Sunrun (RUN) rallied 12.8% in premarket trading after the solar company reported first-quarter revenue that was much better than expected, even though its quarterly loss was wider than expected. Sunrun said it had implemented hikes to offset higher costs and that demand for solar equipment remained strong.
Wayfair (W) tumbled 6.4% in the premarket after it reported an adjusted quarterly loss of $1.96 per share, 40 cents wider than expected, although revenue matched forecasts. Active customer numbers were down 23.4% compared to a year earlier.

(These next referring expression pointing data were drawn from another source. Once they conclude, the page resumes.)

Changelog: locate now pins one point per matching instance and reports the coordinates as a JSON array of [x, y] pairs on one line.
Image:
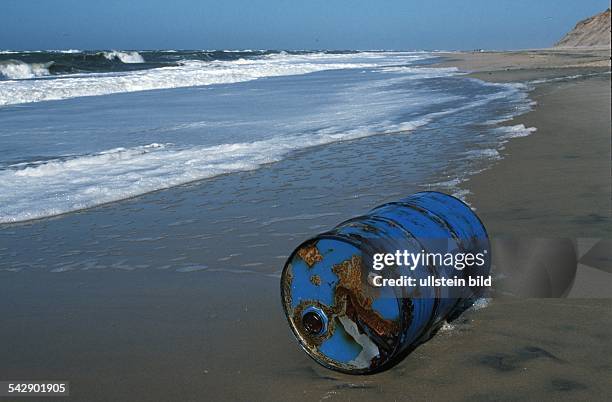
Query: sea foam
[[18, 70], [53, 187], [189, 73]]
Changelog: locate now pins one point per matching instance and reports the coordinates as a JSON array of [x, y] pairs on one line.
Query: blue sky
[[283, 24]]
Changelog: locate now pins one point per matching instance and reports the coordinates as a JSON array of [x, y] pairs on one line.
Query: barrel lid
[[340, 320]]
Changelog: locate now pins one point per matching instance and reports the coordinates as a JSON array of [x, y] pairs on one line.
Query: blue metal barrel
[[332, 296]]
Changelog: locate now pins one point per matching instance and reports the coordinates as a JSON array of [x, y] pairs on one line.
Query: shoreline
[[559, 156], [156, 334]]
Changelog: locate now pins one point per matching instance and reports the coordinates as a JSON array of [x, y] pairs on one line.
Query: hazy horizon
[[280, 25]]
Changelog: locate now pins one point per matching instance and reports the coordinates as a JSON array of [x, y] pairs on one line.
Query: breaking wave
[[124, 57], [46, 188], [19, 70]]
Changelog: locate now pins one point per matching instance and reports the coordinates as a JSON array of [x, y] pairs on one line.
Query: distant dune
[[591, 32]]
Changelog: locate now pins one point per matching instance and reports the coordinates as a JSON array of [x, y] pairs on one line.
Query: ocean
[[278, 145]]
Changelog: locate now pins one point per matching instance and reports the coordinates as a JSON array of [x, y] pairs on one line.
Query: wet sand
[[152, 335]]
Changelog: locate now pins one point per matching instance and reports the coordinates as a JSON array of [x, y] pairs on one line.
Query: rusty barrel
[[347, 323]]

Kontoor Brands (KTB) beat estimates by 20 cents with adjusted quarterly earnings of $1.43 per share, and revenue also above estimates. The company behind the Wrangler and Lee apparel brands raised its full-year forecast, although it cut its current-quarter outlook due to Covid lockdowns in China.
Spirit Airlines (SAVE) reported an adjusted quarterly loss of $1.60 per share, wider than the 58-cent loss Wall Street had anticipated, with revenue also below forecasts. Spirit shares lost 1.4% in premarket trading.